New song ‘Cactus’ also does this, with a deep synth riff that drives the song to its loud conclusion, given extra potency when the bass guitar thunders in to add an extra layer.

‘Fun Destruction’ has some great retro synthesiser settings too, while the surreal narrative of title track ‘Family Of Aliens’ is strangely evocative. ‘Submarine Life’ features a vocoder vocal with the funkiest bassline of the evening and the foreboding gothic mood of ‘Fall In Time’ unravels and unnerves like a Hammer Horror. ‘Song For A Seagull’ has a lovely melody and lyric and ‘Twisted Heart’ is a good poppy blast with a hookline chorus that sticks in the mind. To finish the main set fan favourite the mighty ‘Düsseldorf’ pushes all before it. For the encore we had relative oldies ‘Christina’ and modern-life list song ‘Not In Control’ and then it was all over, the time had flown by.

This was the 5th time I had seen the band since 2014; in each show the sound has evolved subtly in many directions and it is always fascinating to watch how the musical contributions of the four players gel so well together. They now have so many strong tracks that some favourites get left out of the set but tonight showed that Teleman are on fantastic form.

https://www.telemanmusic.com/
http://www.c-a-r-music.com/

Elma, Portland Arms, Cambridge, 27 September, 2018

This was the album launch for ‘Dreamland’, the debut long-player from sixties revivalists Elma. With the Portland already nearly full, Fragile Lives (aka Sandy Mill and newly solo) performed a short well-received set of very personal own compositions, mostly with acoustic guitar and a bit of experimental looping.
Chris Fox has more folky roots, and coaxed a whispering, bluegrass sound from his acoustic. As a devoted fan of John Martyn, rather than performing a cover he has written an excellent song in the style of the late, great performer. New single ‘Bird Of Paradise’ is a soothing taster of a forthcoming third album and ‘Pirates’ imaginatively stretched the boundaries of his set. His fine songs, relaxed delivery and skilled musicianship easily won over the supportive audience.

The evening belonged to Elma, with the long awaited release of their album (full review here https://cambridgemusicreviews.net/2018/08/23/elma-dreamland-lp-released-september-2018/).

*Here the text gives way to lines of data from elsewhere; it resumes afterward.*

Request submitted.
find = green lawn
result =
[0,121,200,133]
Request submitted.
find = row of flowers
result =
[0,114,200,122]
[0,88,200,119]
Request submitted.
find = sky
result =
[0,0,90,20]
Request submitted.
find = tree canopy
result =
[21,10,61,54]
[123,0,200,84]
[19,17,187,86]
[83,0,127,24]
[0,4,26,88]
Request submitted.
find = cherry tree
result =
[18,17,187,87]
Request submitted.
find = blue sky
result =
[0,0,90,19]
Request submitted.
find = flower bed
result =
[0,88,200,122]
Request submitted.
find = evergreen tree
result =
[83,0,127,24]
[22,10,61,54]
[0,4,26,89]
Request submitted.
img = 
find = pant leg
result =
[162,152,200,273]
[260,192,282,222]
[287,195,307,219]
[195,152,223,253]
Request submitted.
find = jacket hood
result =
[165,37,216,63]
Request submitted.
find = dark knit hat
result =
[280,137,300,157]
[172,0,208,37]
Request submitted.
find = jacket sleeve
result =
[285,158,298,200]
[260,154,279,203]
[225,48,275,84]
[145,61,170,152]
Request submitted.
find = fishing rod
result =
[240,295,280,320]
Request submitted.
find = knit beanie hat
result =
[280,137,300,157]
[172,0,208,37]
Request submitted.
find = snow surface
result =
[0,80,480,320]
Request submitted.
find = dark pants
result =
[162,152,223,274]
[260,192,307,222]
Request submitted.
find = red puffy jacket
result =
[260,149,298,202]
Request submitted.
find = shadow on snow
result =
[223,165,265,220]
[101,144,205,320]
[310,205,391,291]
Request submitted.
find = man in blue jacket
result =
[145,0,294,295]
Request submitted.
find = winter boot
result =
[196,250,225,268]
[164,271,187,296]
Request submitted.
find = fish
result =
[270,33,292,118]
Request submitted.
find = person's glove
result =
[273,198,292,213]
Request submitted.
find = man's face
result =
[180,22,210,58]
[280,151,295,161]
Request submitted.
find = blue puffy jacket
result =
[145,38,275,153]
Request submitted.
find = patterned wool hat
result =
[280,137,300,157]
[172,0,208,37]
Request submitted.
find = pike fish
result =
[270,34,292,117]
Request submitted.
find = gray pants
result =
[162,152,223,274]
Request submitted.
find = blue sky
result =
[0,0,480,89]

This was a real showcase for their music, usually performed as a duo but this time with eight players on the Portland stage for the stomping opener ‘California’. The timeless sixties sound was made full by a three piece brass section, two semi-acoustic guitars and a solid backline featuring album producer Chris Pepper on drums. Mark Ellis’s guitar moved effortlessly between styles, as Ellie Gillett’s vocals sailed above, especially on the exuberant but melancholy ‘Slo-Mo’ and the lounge jazz of ‘All I Want’.

The heartbreaking showstopper ‘Butterfingers’ was balanced by the optimistic blast of ‘On My Way’ and two new songs made an appearance too. The audience of many friends and followers (and musical collaborator Boo Hewerdine) were behind the band all the way, it was an evening of genuine celebration.
The finale was appropriately ‘September’ and what an excellent song that is (I love that middle eight!).
A short encore ended with Mark and Ellie performing ‘Over The Rainbow’, which fitted in well as a reminder of the talents of the core duo of tonight’s unforgettable ensemble.